Matthew's Correlation Coefficient

This is a metric that fixes some of the issues with the F1 score what we shall explore. It is highly recommended that you check out the F1 score metric before moving over to this one.

Let's understand how it works with this example.

Example#

We have a binary classification model that detects whether a given image contains a person or a horse. We have 4 images of horses and 20 of humans.

Here's what the confusion matrix for the predictions from a model looks like:

If you go ahead and do the math, this matrix gives us a precision of 86%, recall of 90% and F1 score of 88%. Which basically means our model is doing a pretty good job at classifying people in the images. But what about the horses?

The problem#

This is where the problem starts, we have 4 images of horses and 1 of them was classified correctly, the F1 score ignores True Negatives so this does not get reflected.

To illustrate the point, let's use this exact model except the horses are the positive class and the humans are the negative class.

The precision is now 33%, recall at 25% and finally the F1 score is at 29%. Basically the model is not great at classifying the images of horses.

This again comes back to the fact that the F1 score is a metric that is highly dependent on the number of true positives, false positives and false negatives but not true negatives.

Accuracy will not be a good metric to use in this case, due to the imbalance of the classes.

The solution#

The Matthew's Correlation Coefficient is a metric that is more robust to the imbalance in such cases, it takes into account all four scenarios of the confusion matrix: TP, FP, FN and TN.

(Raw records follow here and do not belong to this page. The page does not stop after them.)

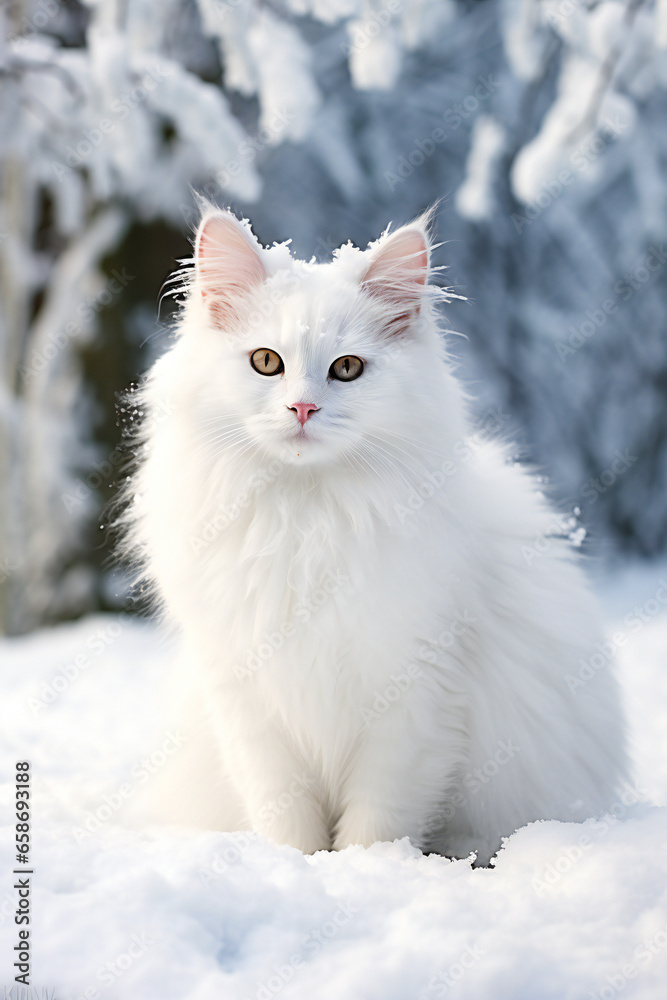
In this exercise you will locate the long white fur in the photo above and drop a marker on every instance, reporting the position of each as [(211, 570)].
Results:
[(425, 693)]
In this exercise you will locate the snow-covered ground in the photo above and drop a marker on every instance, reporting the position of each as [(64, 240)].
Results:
[(569, 912)]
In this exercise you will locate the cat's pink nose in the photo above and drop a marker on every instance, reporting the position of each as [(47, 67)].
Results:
[(303, 411)]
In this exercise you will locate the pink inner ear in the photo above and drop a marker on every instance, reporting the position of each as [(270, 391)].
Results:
[(399, 271), (227, 265)]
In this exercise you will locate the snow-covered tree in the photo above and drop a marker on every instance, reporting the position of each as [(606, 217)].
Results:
[(539, 123)]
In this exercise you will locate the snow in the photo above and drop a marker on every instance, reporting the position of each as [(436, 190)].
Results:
[(568, 911)]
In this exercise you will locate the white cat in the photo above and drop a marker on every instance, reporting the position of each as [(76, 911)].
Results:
[(386, 630)]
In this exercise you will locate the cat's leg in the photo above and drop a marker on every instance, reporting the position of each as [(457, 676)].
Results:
[(281, 796), (397, 784)]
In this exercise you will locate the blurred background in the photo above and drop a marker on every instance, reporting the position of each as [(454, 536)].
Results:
[(540, 126)]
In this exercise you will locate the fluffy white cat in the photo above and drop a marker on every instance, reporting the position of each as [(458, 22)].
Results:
[(385, 629)]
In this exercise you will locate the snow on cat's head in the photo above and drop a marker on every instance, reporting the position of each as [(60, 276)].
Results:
[(313, 362)]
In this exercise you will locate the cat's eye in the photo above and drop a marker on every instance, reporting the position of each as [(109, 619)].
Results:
[(347, 368), (266, 362)]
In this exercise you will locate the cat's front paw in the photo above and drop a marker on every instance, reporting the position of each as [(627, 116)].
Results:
[(300, 825), (361, 824)]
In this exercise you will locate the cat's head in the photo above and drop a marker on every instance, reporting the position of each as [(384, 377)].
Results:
[(312, 362)]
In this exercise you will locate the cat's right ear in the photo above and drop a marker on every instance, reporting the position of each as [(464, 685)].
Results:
[(227, 265)]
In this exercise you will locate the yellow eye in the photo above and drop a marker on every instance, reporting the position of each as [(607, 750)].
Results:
[(266, 362), (346, 369)]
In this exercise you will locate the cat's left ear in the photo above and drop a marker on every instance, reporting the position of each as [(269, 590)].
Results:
[(228, 265), (398, 273)]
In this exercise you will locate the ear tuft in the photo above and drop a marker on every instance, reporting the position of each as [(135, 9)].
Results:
[(228, 266), (399, 269)]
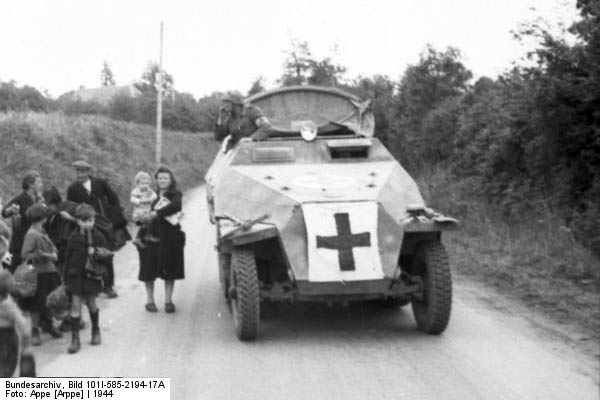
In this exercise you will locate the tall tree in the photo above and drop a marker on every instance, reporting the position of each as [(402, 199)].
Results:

Formally, it is defined as:

\text{F1} = \frac{TP \times TN - FP \times FN} {\sqrt {(TP + FP) \times (TP + FN) \times (TN + FP) \times (TN + FN)}}

Interpretation#

It ranges from -1,the exact opposite of an ideal classifier to 0, a random classifier and then 1, an ideal classifier. Unlike the F1 score, the MCC is asymmmetric, meaning no class has greater influence than the other.

Finally if we calculate the Matthew's Correlation Coefficient for the same example as above, we get a value of 0.17 which is fairly low.

This explains why our model is doing a pretty good job at classifying the images of humans but not for horses.